"When you do a roading project surely you have an ecological assessment and you take that sort of thing into account and you deal with it. I think they have been called out."
But the area used to be farmland and is not a drained wetland, Venter said.
The council has planned a natural stormwater storage and treatment area on 2ha at the corner of Mosston and Mill roads, and purchased the land for it.
When it is built early next year it will become a wetland with good pūkeko habitat.
"There will be a bund constructed, an earthen wall, with an inlet and outlet, and planting of wetlands," Venter said.
Excess stormwater from the industrial area will drain along a new water main to Titoki Wetland and eventually out to the Whanganui River. It will be of good quality, and signs have been put up to warn drivers about pūkeko on the road.
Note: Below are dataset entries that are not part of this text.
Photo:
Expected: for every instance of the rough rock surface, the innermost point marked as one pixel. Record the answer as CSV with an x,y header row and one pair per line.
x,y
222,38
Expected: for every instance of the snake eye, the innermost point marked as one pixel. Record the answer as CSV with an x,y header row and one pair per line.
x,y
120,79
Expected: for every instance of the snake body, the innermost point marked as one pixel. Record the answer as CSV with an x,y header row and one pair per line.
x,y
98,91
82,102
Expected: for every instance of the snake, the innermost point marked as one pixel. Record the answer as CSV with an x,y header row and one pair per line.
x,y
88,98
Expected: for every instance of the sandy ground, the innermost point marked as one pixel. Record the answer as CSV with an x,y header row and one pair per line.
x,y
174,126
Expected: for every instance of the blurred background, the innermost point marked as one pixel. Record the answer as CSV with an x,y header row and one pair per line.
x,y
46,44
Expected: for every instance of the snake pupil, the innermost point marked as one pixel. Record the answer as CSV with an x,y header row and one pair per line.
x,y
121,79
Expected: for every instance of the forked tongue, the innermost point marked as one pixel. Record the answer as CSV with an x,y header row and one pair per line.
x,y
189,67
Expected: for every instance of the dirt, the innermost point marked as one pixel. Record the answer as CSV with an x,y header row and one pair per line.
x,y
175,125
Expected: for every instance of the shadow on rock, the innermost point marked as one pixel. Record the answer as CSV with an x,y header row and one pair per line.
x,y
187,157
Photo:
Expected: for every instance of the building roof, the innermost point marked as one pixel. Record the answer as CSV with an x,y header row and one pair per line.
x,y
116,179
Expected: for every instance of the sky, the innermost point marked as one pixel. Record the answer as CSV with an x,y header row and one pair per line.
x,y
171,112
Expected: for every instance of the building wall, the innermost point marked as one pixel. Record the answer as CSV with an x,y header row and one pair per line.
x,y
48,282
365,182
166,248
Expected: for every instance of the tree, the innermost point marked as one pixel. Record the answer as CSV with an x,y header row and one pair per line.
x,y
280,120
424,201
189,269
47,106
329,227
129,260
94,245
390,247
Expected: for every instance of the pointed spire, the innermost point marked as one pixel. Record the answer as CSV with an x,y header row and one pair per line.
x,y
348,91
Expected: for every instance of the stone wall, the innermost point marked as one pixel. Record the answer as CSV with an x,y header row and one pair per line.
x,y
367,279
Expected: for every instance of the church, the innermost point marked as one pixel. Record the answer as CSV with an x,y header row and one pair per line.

There will be wetland where there was none before, Venter said.
"We are just going to make it better."
The effect of making that 120ha over to industry probably never had any ecological assessment, Venter said, because the land was bought in the 1980s and zoned industrial before the Resource Management Act was passed in 1991.
It has developed slowly since, with Mill Rd added in 1996 when the NDG Pine mill started.
In 2017 12 industrial lots were sold, and in 2019 a further 15 went on the market.
Now another 12ha, behind and adjacent to the new Wight Aluminium plant, is for sale.
Demand for the Whanganui industrial land is steady, Whanganui & Partners business growth advisor Tim Easton said.
Low cost could be one of its appeals. Priced at $80 to $170 per square metre, it is cheaper than industrial land in Auckland ($450 to $650 per square metre) and Hamilton ($250 to $400).